Display Options Threshold/Breakthrough Mark All as Read Mark All as Unread
The Fine Print: The following comments are owned by whoever posted them. We are not responsible for them in any way.
(1)
  • (Score: 5, Insightful) by Anonymous Coward on Tuesday August 30 2022, @06:03PM (1 child)

    by Anonymous Coward on Tuesday August 30 2022, @06:03PM (#1269216)

    Based on a limited sample of rentals and a few friends with new cars, I get the feeling that the actual need is for infotainment systems in cars that actually work and can be easily controlled/navigated.

    Here's one data point:
    My sister (slight memory/mental disability but with an excellent driving record) can operate the radio in her 2004 car just fine, it has knobs and buttons. Or perhaps in user-interface lingo, I could say that the radio is "mode less". She hasn't a clue how to deal with touch screens and sequential menus. And while she can afford to buy a new car, she's won't. She's going to keep fixing her old one, as long as it can be fixed. Or maybe replace with something similar with less miles, once used car prices come back to earth.

    • (Score: 2) by RamiK on Tuesday August 30 2022, @10:36PM

      by RamiK (1813) on Tuesday August 30 2022, @10:36PM (#1269263)

      I believe the increased sales came from the SUVs of parents driving their kids to school instead of them taking the bus during/following COVID.

      --
      compiling...
  • (Score: 1, Insightful) by Anonymous Coward on Tuesday August 30 2022, @09:01PM

    by Anonymous Coward on Tuesday August 30 2022, @09:01PM (#1269246)

    DO NOT WANT

  • (Score: 2) by bzipitidoo on Wednesday August 31 2022, @01:28AM (1 child)

    by bzipitidoo (4388) Subscriber Badge on Wednesday August 31 2022, @01:28AM (#1269307) Journal

    I had planned to get discrete GPUs with my recent computer purchases, but the price of that was so insane, I decided integrated graphics would do. They were asking in the vicinity of $1000 for a mediocre GPU card.
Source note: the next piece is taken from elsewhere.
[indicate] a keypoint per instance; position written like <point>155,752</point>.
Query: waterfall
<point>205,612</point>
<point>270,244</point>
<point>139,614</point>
    This isn't the early 2000s, with Pentium III chips with such awfully slow integrated graphics, it set the standard for suckitude. A Pentium II running at 1/3 the MHz with a dedicated GPU was quite able to blow away those Pentium IIIs. Current integrated graphics is decent at running high end games. No idea how they do at crypto mining.

    • (Score: 1) by MonkeypoxBugChaser on Wednesday August 31 2022, @02:53AM

      by MonkeypoxBugChaser (17904) on Wednesday August 31 2022, @02:53AM (#1269324) Homepage Journal

      I mean keep telling yourself that if you want, but dGPU are way more powerful. You finally have a current iGPU so it feels decent compared to whatever old system you had before.

      They also make games and drivers to cater to your integrated self because otherwise they wouldn't sell any. Quite a few powerful cards get killed by software; DX or GL version, driver support, os support, the video it can decode, etc

      It happens both on windows and on linux and drives upgrades. Your iGPU will suffer the same fate as the many laptops and SFFs before it.

      It's when you do any actual work like media, cad, or rendering where the difference exists like your PII/P3. Hence they're expensive.

  • (Score: 2) by hendrikboom on Thursday September 01 2022, @02:41AM

    by hendrikboom (1125) on Thursday September 01 2022, @02:41AM (#1269568) Homepage Journal

    Is there any possibility that the reduced demand for nVidia graphics cards is because cryptocurrencies have crashed and it's no longer profitable to buy those cards to do mining?